Face au reproche formulé par certains élus que la ville manquerait de chambres, les professionnels réunis au sein du club insistent : les hôtels n'affichent complet qu'une dizaine de jours par an, pour quelques grandes manifestations. Les taux d'occupation ont baissé ces deux dernières années, de 66 à 57 %. Les bons résultats de la saison touristique en Auvergne “ont surtout profité aux campings et chambres d'hôte” souligne Yves Giraud, président du club. Sans oublier la chute de la clientèle d'affaire, effet de la crise économique. Créé en 2004, le Club hôtelier clermontois regroupe 46 hôtels, soit 70 % de la capacité de l'agglomération, et 2 400 chambres.

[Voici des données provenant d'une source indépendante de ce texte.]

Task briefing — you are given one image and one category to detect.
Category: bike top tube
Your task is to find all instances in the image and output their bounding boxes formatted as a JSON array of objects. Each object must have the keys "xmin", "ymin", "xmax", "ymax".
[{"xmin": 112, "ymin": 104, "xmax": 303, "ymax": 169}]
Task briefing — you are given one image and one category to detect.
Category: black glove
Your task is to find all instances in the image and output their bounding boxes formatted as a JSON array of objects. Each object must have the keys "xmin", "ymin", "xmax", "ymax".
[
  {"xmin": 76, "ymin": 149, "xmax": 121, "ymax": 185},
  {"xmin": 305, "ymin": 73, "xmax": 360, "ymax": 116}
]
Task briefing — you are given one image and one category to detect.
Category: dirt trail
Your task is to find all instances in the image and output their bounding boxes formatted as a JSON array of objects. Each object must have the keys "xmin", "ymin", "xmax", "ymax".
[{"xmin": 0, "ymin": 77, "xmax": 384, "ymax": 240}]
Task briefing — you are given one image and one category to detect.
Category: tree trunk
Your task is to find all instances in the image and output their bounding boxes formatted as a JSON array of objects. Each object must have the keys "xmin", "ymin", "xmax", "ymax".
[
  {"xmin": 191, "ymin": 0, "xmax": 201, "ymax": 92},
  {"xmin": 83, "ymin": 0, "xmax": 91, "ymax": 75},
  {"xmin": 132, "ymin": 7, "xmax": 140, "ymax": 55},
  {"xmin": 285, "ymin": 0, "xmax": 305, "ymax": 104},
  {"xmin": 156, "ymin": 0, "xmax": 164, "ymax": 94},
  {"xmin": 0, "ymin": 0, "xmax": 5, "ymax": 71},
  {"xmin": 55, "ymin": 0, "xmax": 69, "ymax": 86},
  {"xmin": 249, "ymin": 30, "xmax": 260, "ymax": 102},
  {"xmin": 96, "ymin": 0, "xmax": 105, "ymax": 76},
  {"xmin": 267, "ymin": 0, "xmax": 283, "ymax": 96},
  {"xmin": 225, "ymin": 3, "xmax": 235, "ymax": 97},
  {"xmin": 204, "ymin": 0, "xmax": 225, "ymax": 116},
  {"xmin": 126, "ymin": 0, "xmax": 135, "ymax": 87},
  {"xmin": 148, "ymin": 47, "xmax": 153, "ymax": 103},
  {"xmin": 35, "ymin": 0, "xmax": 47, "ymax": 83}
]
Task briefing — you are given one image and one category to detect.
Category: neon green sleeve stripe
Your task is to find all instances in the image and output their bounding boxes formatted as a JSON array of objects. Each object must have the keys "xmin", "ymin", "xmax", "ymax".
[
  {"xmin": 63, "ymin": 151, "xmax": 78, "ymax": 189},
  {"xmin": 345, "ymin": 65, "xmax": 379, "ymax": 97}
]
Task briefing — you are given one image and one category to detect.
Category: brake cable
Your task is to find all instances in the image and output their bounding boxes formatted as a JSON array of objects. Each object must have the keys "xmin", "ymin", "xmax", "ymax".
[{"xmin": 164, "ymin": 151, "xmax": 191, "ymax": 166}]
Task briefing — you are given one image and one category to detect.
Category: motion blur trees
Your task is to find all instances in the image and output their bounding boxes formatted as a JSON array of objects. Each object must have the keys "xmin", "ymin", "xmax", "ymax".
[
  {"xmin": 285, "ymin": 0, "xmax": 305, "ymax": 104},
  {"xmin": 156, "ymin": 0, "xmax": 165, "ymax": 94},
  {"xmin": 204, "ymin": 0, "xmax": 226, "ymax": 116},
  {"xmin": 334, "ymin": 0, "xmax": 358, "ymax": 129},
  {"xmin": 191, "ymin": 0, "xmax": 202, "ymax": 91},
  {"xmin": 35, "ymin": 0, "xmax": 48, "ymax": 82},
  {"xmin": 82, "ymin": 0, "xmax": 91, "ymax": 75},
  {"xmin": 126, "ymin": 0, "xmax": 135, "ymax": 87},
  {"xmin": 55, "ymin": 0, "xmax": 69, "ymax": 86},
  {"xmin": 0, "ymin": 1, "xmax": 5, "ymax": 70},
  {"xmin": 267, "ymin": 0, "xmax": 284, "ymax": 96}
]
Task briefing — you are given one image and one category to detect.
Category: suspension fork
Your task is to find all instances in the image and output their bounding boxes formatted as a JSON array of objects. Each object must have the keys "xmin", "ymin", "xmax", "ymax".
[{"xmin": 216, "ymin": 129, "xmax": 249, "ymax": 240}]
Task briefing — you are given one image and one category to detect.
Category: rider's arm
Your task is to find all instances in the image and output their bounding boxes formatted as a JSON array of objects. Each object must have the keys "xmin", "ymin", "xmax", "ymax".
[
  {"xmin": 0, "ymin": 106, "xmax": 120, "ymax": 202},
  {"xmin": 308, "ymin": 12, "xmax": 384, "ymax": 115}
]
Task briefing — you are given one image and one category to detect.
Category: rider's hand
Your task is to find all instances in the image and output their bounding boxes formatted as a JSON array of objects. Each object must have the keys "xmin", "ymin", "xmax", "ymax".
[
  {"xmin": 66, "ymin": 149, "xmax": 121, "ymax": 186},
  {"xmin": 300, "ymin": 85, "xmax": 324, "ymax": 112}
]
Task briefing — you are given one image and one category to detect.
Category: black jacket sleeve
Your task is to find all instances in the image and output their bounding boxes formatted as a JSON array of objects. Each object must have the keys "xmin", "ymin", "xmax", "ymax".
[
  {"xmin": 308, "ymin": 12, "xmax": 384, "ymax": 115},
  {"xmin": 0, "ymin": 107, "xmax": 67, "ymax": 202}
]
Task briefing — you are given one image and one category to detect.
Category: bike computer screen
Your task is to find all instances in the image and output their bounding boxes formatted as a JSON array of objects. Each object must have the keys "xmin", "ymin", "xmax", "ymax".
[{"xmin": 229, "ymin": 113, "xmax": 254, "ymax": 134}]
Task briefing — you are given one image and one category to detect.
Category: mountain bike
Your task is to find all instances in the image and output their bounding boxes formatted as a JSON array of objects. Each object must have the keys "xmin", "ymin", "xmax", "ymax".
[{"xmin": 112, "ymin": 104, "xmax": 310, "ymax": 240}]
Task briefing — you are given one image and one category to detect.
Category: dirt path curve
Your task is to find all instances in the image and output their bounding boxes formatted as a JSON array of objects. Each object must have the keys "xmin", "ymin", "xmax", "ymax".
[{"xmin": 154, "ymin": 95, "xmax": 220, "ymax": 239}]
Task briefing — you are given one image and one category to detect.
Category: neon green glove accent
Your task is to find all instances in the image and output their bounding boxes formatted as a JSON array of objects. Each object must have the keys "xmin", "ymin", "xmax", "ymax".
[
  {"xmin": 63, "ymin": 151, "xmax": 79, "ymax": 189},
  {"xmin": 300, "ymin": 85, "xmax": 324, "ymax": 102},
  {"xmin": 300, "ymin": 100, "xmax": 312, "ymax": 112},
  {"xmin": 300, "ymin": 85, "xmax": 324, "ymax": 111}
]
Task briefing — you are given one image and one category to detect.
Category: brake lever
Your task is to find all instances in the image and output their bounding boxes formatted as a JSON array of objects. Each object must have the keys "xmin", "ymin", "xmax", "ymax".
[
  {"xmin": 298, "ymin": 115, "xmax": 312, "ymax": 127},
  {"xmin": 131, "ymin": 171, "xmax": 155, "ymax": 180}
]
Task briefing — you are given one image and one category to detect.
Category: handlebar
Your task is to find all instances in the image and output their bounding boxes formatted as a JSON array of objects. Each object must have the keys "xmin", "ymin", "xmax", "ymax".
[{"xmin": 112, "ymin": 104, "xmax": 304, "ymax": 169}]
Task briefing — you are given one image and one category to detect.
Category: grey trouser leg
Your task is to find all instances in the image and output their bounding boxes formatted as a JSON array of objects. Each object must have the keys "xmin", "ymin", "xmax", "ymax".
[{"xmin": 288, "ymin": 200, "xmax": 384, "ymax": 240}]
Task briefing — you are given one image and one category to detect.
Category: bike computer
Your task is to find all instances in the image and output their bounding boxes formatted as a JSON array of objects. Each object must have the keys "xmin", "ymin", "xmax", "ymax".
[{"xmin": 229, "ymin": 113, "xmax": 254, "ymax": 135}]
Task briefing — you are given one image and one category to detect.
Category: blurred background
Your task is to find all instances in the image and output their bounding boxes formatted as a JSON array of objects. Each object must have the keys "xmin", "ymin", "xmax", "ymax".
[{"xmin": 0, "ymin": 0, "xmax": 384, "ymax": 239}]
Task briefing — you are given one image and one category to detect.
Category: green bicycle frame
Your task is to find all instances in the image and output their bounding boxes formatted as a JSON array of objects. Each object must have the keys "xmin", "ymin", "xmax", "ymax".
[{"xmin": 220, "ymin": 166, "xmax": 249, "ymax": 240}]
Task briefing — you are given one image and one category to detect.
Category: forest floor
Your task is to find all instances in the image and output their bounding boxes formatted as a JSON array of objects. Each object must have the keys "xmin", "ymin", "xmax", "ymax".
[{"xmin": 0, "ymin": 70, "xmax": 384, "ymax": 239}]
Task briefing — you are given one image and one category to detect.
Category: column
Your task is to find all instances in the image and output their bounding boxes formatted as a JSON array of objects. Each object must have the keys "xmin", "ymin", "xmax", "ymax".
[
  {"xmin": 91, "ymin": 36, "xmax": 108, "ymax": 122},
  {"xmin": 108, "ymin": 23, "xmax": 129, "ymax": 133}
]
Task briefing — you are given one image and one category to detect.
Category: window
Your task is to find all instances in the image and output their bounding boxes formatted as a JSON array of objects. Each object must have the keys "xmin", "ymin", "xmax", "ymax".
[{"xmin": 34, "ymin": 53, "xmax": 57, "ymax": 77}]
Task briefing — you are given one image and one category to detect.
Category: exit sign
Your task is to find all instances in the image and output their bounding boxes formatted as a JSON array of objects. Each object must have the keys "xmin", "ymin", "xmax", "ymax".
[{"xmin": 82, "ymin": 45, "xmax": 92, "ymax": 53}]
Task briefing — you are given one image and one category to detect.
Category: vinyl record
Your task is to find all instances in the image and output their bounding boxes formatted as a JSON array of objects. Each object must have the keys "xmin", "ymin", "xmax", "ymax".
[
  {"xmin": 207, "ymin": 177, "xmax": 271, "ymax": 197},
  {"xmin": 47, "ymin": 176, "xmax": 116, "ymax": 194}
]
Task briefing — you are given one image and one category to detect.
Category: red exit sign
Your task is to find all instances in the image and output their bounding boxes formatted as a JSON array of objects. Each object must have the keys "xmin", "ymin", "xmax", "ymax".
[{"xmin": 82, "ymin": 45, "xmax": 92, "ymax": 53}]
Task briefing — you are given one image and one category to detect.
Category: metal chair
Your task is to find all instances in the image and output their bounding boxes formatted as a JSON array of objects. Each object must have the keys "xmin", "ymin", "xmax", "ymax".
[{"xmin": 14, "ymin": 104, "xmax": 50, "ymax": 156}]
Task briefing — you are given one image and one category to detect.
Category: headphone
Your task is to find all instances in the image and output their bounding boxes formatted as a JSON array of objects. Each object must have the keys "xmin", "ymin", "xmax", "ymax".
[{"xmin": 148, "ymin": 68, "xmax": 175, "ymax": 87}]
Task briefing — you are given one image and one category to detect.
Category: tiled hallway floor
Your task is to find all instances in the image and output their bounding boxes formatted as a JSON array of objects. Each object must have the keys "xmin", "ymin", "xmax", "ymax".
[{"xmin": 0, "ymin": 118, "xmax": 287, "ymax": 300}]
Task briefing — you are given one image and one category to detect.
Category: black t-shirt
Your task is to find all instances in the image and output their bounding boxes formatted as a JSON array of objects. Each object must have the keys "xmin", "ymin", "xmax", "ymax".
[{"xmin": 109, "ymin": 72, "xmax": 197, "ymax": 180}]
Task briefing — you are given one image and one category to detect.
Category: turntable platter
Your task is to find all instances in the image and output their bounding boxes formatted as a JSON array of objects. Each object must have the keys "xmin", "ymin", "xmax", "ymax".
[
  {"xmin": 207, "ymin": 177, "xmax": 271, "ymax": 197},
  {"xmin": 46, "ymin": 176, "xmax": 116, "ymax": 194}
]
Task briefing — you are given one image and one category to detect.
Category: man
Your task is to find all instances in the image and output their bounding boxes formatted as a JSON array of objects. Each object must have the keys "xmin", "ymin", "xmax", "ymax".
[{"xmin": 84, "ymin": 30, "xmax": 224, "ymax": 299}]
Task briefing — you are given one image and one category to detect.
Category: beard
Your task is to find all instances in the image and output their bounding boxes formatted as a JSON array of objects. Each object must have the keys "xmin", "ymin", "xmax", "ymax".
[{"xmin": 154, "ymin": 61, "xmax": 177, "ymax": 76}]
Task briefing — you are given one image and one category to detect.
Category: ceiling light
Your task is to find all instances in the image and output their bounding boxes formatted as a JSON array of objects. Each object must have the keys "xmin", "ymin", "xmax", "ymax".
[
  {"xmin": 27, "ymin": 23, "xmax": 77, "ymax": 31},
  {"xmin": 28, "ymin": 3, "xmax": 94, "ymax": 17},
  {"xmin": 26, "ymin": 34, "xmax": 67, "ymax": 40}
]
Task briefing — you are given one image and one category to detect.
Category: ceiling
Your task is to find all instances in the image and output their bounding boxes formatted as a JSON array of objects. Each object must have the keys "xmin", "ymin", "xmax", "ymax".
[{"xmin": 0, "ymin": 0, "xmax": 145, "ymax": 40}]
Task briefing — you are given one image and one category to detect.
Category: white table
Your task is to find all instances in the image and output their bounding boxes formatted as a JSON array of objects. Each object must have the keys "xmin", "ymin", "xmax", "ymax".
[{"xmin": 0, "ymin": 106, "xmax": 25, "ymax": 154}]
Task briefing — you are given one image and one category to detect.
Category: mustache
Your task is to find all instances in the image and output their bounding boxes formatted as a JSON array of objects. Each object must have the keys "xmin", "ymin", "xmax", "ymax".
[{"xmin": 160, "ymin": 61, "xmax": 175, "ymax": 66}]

Autre point de contention, la vétusté présumée des hôtels : “Nous investissons entre 3 et 5 % de nos chiffres d'affaires dans nos établissements”, réplique Yves Giraud.
Le Club hôtelier a remis à nouveau sur le tapis la question de l’obsolescence de la signalétique : des panneaux indiquent des maisons fermées depuis longtemps. Gênant pour l'image de la ville… La taxe de séjour reste elle à uniformiser, plaident-ils. Les communes de l'agglomération devraient s'aligner sur Clermont et instaurer une taxe de séjour. Cela permettrait de mettre des moyens financiers en face des projets.
Heureusement, des atouts existent : Vulcania, le tramway, le Zenith. Mais l'aéroport est en perte de vitesse et la promesse d'un TGV en 2020 encore trop lointaine.